- AL Reading Service
For years, downtown Birmingham residents have wanted a grocery store. Now, they have one.
Publix opened its downtown Birmingham supermarket Wednesday morning.
City leaders say the store’s opening is a key part the city center’s revitalization, including many apartments, lofts and restaurants since the recession.
David Fleming leads the economic development group REV Birmingham. He says this store should pave the way for more retailers downtown.
“It’s the kind of thing that when somebody like Publix has confidence in downtown or in a place, then other people want to follow that,” says Fleming.
Some lauded the new Publix as an oasis in what’s known as a food desert in the city center. That refers to a lack of stores selling fresh fruits, vegetables and other healthy foods. But some nearby neighborhoods also struggle with a lack of healthy food options. And it’s not just downtown residents who are showing interest in the new store.
Ben Gallagher has been excited about this store ever since he heard it was coming.

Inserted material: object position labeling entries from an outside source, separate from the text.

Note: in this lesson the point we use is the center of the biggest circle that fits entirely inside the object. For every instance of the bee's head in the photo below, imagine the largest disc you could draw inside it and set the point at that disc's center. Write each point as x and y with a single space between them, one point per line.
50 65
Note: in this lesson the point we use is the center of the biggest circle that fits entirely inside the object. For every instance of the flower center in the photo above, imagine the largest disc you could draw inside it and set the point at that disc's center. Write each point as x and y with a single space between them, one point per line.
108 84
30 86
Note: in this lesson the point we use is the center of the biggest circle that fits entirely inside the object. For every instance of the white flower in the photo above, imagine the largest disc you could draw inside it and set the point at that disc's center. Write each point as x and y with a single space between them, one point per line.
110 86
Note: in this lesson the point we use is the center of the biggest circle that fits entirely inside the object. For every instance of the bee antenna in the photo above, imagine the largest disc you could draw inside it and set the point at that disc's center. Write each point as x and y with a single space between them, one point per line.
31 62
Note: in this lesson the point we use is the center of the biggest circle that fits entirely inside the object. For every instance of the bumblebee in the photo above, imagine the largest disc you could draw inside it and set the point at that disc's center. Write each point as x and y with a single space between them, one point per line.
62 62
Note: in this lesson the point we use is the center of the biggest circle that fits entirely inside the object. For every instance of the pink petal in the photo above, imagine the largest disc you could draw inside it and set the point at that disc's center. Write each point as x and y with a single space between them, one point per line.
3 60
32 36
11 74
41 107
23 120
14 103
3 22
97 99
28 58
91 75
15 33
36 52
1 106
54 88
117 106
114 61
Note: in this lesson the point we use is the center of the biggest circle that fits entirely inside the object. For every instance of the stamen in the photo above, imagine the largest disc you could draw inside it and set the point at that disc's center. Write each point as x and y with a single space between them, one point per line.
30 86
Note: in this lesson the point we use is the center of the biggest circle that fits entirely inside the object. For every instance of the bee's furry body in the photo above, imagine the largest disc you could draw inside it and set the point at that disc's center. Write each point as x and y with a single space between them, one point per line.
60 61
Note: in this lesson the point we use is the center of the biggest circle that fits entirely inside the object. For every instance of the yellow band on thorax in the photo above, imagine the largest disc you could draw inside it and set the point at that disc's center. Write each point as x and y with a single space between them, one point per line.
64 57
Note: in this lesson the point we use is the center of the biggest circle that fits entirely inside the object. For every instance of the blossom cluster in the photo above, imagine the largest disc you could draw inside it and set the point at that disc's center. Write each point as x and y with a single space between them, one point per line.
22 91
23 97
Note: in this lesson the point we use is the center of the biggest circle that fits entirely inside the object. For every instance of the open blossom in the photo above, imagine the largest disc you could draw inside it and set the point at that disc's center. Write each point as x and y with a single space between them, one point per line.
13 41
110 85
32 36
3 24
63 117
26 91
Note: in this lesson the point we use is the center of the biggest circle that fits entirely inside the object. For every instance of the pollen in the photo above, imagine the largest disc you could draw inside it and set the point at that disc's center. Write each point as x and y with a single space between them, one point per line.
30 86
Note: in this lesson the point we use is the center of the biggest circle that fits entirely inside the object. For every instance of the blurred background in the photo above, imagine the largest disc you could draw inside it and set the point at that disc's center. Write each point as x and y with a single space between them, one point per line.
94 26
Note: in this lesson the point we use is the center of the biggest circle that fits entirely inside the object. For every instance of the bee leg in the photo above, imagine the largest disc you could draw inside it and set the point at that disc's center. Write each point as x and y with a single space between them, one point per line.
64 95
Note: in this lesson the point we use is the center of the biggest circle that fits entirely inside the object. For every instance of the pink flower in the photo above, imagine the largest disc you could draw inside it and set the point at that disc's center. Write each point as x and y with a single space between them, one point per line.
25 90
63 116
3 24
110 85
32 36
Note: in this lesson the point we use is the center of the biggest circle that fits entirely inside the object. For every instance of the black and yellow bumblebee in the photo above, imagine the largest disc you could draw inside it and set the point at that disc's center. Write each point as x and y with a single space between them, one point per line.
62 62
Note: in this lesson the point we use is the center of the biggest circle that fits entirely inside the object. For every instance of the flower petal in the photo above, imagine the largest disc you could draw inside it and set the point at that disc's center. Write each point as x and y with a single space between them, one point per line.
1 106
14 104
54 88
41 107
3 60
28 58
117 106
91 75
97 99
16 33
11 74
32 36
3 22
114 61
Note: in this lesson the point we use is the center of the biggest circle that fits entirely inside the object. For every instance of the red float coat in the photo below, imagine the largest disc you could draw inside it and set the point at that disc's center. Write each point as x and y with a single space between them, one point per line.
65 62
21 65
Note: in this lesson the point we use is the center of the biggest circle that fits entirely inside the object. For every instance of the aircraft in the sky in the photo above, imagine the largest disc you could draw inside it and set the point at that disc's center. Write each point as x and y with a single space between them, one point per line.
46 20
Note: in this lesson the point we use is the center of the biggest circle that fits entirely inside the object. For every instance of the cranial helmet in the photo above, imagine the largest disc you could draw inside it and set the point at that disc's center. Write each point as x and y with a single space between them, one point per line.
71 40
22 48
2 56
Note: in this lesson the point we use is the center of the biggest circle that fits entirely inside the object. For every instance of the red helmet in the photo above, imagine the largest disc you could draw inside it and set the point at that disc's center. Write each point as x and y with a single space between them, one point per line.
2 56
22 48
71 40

“Because that’s a convenient place for me to access with my bicycle,” says Gallagher. “It’s essentially on the way home.”

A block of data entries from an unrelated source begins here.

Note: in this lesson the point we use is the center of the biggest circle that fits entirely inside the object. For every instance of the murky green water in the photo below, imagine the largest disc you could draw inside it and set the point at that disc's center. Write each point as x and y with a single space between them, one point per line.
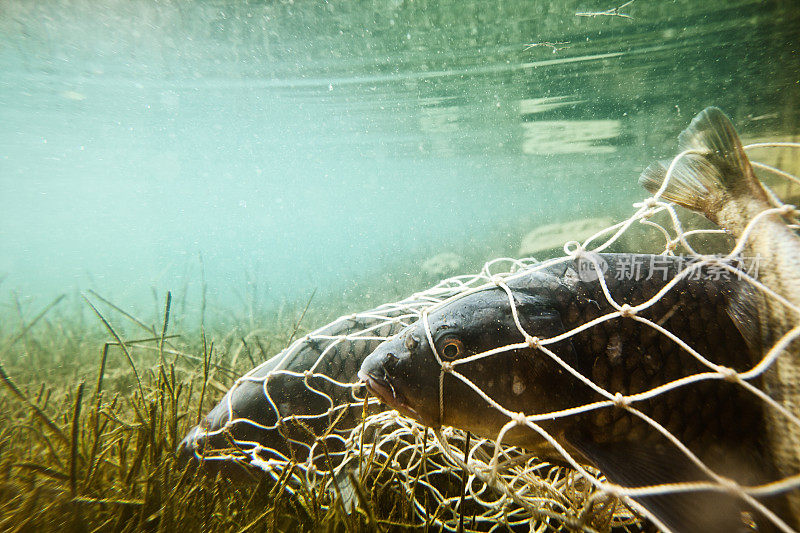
301 145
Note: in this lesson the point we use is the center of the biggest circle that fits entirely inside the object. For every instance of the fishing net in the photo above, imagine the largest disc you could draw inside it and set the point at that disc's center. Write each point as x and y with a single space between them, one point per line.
323 432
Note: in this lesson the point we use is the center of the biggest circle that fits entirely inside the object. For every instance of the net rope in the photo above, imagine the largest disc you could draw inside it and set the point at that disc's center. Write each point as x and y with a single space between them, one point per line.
502 484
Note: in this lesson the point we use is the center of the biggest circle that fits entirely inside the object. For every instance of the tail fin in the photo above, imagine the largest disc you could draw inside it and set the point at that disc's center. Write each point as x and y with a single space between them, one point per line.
708 176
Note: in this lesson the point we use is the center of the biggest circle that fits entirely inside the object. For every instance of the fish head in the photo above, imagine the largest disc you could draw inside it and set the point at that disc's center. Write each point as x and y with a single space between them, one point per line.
471 364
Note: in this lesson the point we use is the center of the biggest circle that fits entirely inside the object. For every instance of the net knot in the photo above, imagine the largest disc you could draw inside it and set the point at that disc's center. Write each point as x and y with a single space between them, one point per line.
620 400
519 418
533 342
730 486
573 249
729 374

Gallagher lives in the Norwood neighborhood. He works downtown and bikes as much as he can.
“I immediately thought about how I was going to bring groceries home from there with my bicycle,” says Gallagher. “That put the thought in my head that I need to buy a trailer for my bicycle. And eventually found a trailer and got it second-hand from someone that didn’t need it so it was perfect.”

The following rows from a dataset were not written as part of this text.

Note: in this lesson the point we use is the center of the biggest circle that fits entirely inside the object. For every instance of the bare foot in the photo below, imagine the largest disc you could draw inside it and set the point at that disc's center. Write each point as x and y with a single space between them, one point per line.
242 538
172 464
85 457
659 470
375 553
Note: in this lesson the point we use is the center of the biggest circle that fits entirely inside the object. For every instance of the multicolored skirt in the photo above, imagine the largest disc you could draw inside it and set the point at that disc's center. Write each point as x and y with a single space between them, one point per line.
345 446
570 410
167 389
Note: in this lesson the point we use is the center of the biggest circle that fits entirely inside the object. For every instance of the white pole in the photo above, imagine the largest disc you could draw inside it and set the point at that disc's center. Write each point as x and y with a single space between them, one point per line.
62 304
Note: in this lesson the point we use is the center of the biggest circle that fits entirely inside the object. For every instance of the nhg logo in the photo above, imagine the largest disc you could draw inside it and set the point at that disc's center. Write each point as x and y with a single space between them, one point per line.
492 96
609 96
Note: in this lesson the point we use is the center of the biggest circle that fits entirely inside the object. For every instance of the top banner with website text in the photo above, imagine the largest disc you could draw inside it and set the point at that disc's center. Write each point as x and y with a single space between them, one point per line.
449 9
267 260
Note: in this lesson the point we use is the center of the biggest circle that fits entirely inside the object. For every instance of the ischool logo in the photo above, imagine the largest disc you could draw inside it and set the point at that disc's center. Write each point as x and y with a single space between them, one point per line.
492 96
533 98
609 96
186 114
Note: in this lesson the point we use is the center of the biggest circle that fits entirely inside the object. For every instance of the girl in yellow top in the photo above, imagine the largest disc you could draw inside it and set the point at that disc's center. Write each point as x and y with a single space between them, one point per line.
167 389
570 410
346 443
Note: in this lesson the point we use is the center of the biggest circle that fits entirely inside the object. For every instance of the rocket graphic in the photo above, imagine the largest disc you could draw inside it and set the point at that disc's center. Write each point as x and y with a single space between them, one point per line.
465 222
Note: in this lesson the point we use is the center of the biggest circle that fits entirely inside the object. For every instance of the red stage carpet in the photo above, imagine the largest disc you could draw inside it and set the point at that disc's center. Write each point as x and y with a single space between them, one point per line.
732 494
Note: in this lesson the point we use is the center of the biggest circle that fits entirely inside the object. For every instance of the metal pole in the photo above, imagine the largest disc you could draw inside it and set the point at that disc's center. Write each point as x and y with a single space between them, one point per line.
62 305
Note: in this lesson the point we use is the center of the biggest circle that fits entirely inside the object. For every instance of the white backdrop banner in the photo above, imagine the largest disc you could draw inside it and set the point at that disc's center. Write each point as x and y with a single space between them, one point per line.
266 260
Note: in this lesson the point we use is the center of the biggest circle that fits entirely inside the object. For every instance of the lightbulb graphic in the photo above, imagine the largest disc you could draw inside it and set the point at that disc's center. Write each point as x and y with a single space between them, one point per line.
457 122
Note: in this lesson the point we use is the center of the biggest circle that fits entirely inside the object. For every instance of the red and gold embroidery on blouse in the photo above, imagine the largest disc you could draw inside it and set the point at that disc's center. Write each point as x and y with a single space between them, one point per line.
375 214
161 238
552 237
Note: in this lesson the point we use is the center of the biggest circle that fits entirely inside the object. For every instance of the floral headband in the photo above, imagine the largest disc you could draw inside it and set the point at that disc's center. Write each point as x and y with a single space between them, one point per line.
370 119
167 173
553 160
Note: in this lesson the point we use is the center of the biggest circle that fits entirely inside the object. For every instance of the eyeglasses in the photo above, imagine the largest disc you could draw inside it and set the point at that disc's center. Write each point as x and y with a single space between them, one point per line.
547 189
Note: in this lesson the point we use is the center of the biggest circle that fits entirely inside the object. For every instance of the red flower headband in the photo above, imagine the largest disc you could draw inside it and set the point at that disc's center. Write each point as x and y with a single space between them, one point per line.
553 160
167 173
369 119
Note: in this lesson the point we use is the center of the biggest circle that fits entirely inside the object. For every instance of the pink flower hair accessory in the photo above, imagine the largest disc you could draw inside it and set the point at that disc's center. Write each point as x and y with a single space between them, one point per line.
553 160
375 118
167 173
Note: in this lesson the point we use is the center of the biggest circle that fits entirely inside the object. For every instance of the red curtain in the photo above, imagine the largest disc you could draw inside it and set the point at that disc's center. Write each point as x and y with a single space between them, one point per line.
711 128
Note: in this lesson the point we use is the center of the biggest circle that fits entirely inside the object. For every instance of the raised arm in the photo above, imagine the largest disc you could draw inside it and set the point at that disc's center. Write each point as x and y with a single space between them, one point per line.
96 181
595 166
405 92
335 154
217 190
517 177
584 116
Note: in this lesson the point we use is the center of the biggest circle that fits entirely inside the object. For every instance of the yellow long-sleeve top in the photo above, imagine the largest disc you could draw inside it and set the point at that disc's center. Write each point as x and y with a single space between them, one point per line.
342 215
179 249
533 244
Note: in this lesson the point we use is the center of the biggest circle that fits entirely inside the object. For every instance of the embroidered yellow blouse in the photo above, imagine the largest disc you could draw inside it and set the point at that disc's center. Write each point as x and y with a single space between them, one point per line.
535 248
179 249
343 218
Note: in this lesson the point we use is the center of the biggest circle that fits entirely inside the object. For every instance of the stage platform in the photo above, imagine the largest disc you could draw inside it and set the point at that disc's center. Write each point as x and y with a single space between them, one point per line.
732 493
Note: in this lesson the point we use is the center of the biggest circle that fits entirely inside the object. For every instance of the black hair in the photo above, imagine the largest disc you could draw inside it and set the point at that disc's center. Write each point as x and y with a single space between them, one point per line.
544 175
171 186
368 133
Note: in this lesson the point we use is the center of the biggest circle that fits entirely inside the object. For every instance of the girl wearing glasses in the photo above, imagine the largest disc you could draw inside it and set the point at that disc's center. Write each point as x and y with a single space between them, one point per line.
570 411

Gallagher’s tried grocery shopping by bike before at another Publix. But it was a long ride and he could only carry a few things. Now he’ll be able to take home a lot more.
A handful of other Norwood and Druid Hills residents say they’re also excited about the Publix opening.
UAB Retail Professor Bob Robicheaux says for many people, the store they choose is about convenience.
“That typically is the one that is maybe on the side of the road [or] the highway as they’re headed home,” says Robicheaux.
Robicheaux says many customers are loyal to one retailer.
“They’ll drive out of their way to find the Publix because they just like that particular Publix store,” says Robicheaux.
But that loyalty cuts both ways.
Titusville Neighborhood Association President John Harris says he probably won’t shop at Publix even if it is close by.
“I guess, basically, I’m so used to going to Walmart,” says Harris.
He says he can get groceries, plus whatever else he needs at the supercenter. Harris says some people in Titusville buy groceries outside the neighborhood at another Walmart or a Save-A-Lot because a city bus takes them straight there.
Harris, though, can’t help but recall ten years ago when Walmart planned to build a supercenter in Titusville. It fell through. He says that was a lost opportunity to help his neighborhood.
“I’m just hopeful that even though Publix is there, we’re still looking at [trying to] get a grocery store here,” Harris says.
As the opening wave of Publix customers streamed through the checkout Wednesday morning, many were there out of curiosity. Then there were shoppers like Mattie Magby. She was thrilled. She lives in North Birmingham but has been buying groceries in Gardendale.
“This one is a lot closer to me and I love it,” Magby says. “I couldn’t wait until they opened the doors.”
Donna Miller lives in the Ensley neighborhood. She drives her husband to work downtown and came to see the new store.
“We usually shop in Publix in Hueytown, but this is so much closer and more convenient for me anyway,” says Miller.
It’s a sign the impact of the downtown Birmingham Publix might be felt well beyond downtown.